If you’re interested in sharing your opinion on any cultural, political or personal topic, create an account here and check out our how-to post to learn more.

Opinions are the writer’s own and not those of Blavity's.

____

As Black women in America, we carry a lot on our shoulders and fight many battles along the way. But for many of us, the very first battles that we ever faced were with our own mothers. Deeper than any stereotype and more painful than any breakup, there are wounds within the Black community that are plaguing the relationships between mothers and their daughters.

Experiencing mental, emotional and physical abuse at the hands of my mom isn’t an experience that I should have had to face; and yet, it was my reality. I’m not proud to admit this, but from the age of 17 to 19, I told everyone that I came across that my mother was deceased. With Mother’s Day just around the corner and saddened by my strained relationship with my mom, I felt compelled to dig into how others feel about this not-so-silent issue and how it can be resolved.

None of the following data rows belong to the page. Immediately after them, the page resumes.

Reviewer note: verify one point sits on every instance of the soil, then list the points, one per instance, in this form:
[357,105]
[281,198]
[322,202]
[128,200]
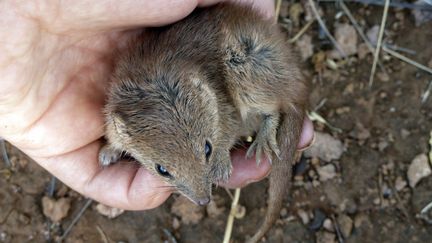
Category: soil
[382,129]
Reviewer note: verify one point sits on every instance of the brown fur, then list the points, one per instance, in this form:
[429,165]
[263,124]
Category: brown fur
[221,73]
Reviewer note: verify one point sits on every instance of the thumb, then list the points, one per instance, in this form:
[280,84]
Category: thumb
[111,14]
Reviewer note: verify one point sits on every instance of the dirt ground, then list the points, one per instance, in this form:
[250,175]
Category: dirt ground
[364,195]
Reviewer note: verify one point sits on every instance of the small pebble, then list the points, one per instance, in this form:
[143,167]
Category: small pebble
[400,183]
[325,237]
[318,220]
[303,215]
[418,169]
[326,172]
[345,225]
[328,225]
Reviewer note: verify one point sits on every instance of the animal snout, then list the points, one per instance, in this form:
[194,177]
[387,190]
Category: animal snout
[203,201]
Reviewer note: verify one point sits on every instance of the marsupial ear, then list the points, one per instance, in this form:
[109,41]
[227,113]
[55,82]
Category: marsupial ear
[116,122]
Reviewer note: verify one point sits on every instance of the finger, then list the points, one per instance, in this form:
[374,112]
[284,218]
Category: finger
[246,171]
[307,135]
[123,185]
[109,14]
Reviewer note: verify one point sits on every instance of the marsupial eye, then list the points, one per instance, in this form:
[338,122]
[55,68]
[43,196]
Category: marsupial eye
[208,149]
[162,171]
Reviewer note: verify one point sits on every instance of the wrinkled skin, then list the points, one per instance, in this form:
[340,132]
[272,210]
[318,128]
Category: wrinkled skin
[55,65]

“This issue goes deeper than just a mother and daughter relationship. As Black women, we have always felt compelled to protect Black men, while neglecting Black women. We have a sense of scarcity about us that puts us into competition mode. We’ve been taught that there can only be one when it comes to others in our own race and gender.”

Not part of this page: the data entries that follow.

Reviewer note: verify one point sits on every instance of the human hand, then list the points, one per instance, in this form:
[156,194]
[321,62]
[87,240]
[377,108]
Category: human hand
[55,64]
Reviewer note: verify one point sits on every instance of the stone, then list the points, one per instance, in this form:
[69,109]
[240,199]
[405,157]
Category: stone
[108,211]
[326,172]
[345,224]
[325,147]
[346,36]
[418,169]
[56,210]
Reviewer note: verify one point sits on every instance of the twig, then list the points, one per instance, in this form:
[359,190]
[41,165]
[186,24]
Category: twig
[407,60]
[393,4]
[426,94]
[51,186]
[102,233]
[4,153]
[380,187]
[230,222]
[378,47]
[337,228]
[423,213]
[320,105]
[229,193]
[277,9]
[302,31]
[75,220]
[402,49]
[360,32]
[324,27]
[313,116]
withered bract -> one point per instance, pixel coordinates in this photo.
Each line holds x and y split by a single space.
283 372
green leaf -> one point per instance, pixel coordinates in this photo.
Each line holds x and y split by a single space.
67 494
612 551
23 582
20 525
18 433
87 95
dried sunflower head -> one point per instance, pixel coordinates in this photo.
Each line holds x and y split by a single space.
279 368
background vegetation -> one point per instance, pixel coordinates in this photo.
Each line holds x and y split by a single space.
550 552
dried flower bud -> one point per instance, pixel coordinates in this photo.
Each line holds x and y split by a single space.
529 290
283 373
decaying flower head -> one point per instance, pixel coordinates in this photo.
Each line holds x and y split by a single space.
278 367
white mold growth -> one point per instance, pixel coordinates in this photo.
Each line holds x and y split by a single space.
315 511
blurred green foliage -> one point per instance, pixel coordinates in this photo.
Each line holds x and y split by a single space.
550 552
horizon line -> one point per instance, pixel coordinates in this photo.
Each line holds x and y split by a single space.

— Moriah Lane, African American History Scholar

Though the strength of a Black woman is unmatched by any other, our fatal flaw has proven to be our very own competition amongst ourselves. Going back generations, Black moms are raising their daughters with the same toxic traits that were used to raise them. These traits have conditioned us to believe that other Black women should be seen as rivals. Where history should have taught us unity, we’re instead repeating a pattern of division.

“Black women inherently have issues with other Black women. When it comes to those who share our race and gender, we’re conditioned to believe that there can only be one. It’s unfortunate when, as Black women, we’ve been trained to hate or feel threatened by what happens to come in the form of our daughter.”

— Moriah Lane

Though this issue takes up a branch of our history, it is not the only history that we come from, and it certainly can’t be how we end our story. Though the chance of improving my relationship with my mother has come and gone, this Mother’s Day can act as a beacon of hope and reconciliation for others in my shoes. If Moriah is right — and undoubtedly she is — then this issue was started in the history of African American Women, and that’s where I needed to search for my answer.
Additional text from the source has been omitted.